According to a notification of the Directorate General of Foreign Trade (DGFT), motor gasoline (petrol) exporter is "required to submit a self-declaration to the concerned customs authority at the time of export confirming that 50 per cent of quantity mentioned in the shipping bill has been/will be supplied in the domestic market during the current financial year".
For gas oil or automotive diesel exporters, the quantity has been fixed at 30 per cent. However, exports to Bhutan and Nepal are exempted from this condition.
The limit is also not applicable to 100 per cent Export Oriented Units (EoUs) and units in SEZs (Special Economic Zones). EoUs and SEZs are developed primarily for exports.

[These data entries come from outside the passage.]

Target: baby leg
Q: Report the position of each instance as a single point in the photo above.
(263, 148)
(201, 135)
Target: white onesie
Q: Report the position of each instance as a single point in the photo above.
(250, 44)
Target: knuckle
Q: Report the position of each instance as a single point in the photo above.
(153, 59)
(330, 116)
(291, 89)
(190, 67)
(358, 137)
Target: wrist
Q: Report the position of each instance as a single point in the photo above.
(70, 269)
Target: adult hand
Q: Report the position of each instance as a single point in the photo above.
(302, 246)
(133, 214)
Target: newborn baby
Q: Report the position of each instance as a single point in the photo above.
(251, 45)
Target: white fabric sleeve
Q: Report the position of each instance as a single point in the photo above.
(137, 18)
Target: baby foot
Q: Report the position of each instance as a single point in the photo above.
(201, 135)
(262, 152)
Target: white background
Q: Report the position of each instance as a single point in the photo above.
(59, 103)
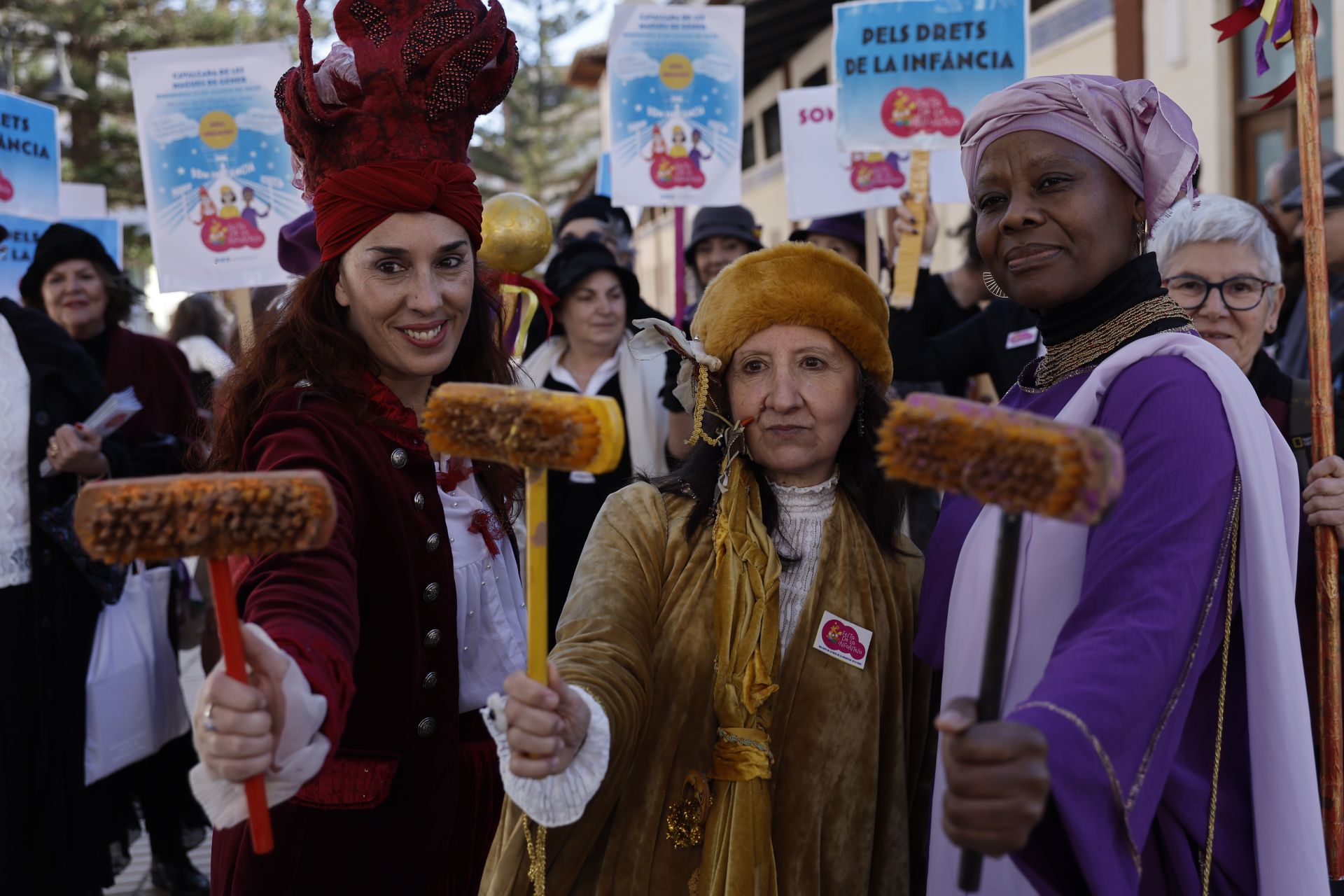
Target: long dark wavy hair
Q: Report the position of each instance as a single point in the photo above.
(881, 501)
(312, 340)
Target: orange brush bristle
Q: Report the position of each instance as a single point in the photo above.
(214, 514)
(1023, 463)
(526, 428)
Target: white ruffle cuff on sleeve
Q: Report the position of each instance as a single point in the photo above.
(559, 799)
(299, 757)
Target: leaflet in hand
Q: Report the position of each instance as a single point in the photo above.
(109, 416)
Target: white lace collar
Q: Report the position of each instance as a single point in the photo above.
(804, 500)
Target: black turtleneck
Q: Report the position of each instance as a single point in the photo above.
(99, 348)
(1133, 282)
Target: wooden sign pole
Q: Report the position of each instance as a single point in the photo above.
(1323, 435)
(241, 302)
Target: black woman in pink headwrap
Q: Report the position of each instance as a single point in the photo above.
(1156, 734)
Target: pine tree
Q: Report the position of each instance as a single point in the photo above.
(102, 134)
(547, 133)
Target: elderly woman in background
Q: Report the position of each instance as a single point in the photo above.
(741, 628)
(589, 354)
(198, 330)
(80, 286)
(1219, 262)
(57, 836)
(1156, 734)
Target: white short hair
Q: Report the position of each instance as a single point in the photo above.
(1218, 219)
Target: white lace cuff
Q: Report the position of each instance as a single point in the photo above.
(299, 757)
(559, 799)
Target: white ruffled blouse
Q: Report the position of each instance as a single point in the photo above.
(491, 609)
(15, 533)
(562, 798)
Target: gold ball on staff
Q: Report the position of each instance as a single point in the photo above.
(515, 232)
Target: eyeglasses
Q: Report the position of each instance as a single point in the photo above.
(1240, 293)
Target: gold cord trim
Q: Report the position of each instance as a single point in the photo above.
(1222, 701)
(1227, 545)
(1105, 762)
(1069, 358)
(702, 397)
(536, 856)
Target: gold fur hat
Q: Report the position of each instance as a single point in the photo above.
(796, 285)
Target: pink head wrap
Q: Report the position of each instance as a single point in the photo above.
(1145, 137)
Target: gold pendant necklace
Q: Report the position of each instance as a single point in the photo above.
(1070, 356)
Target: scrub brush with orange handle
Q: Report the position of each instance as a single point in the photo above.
(1025, 464)
(216, 516)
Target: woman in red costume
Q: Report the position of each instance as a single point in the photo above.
(371, 657)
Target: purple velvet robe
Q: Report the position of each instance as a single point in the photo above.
(1129, 697)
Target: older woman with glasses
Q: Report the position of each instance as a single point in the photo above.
(1219, 261)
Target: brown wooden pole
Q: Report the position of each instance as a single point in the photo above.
(1323, 435)
(241, 301)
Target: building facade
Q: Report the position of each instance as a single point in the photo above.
(1170, 42)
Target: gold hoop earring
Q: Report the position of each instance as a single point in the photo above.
(993, 288)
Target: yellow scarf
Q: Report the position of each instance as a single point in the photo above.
(738, 850)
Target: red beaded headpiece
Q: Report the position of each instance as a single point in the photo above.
(425, 70)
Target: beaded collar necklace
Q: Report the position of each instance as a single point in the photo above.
(1073, 356)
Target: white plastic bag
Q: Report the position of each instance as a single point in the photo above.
(134, 699)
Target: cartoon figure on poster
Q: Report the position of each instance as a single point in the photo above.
(223, 226)
(216, 163)
(876, 171)
(909, 71)
(676, 105)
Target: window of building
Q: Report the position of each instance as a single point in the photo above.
(771, 131)
(1265, 136)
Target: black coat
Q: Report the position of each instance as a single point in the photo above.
(54, 832)
(933, 342)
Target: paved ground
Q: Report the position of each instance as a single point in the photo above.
(134, 880)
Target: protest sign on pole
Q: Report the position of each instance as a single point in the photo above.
(216, 163)
(23, 235)
(676, 105)
(30, 159)
(910, 71)
(823, 181)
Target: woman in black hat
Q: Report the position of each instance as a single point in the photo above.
(588, 352)
(74, 282)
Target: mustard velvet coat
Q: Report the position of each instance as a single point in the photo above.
(854, 751)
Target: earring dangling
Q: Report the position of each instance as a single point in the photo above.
(993, 288)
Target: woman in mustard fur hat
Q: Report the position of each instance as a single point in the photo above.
(733, 701)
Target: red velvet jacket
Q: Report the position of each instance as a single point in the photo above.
(371, 621)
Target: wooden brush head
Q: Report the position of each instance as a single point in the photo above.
(1023, 463)
(214, 514)
(526, 428)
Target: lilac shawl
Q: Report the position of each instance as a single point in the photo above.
(1145, 137)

The notification said that the exporters will have to file a quarterly return to the ministry of petroleum and natural gas regarding the same.
The decision assumes significance as the government on Friday slapped an export tax on petrol, diesel and jet fuel (ATF) while also joining nations like the UK in imposing a windfall tax on crude oil produced locally.
A Rs 6 per litre tax on export of petrol and ATF and Rs 13 per litre tax on export of diesel is effective from July 1, finance ministry notifications showed.
The export tax has been imposed to deter companies from preferring overseas markets over domestic supplies.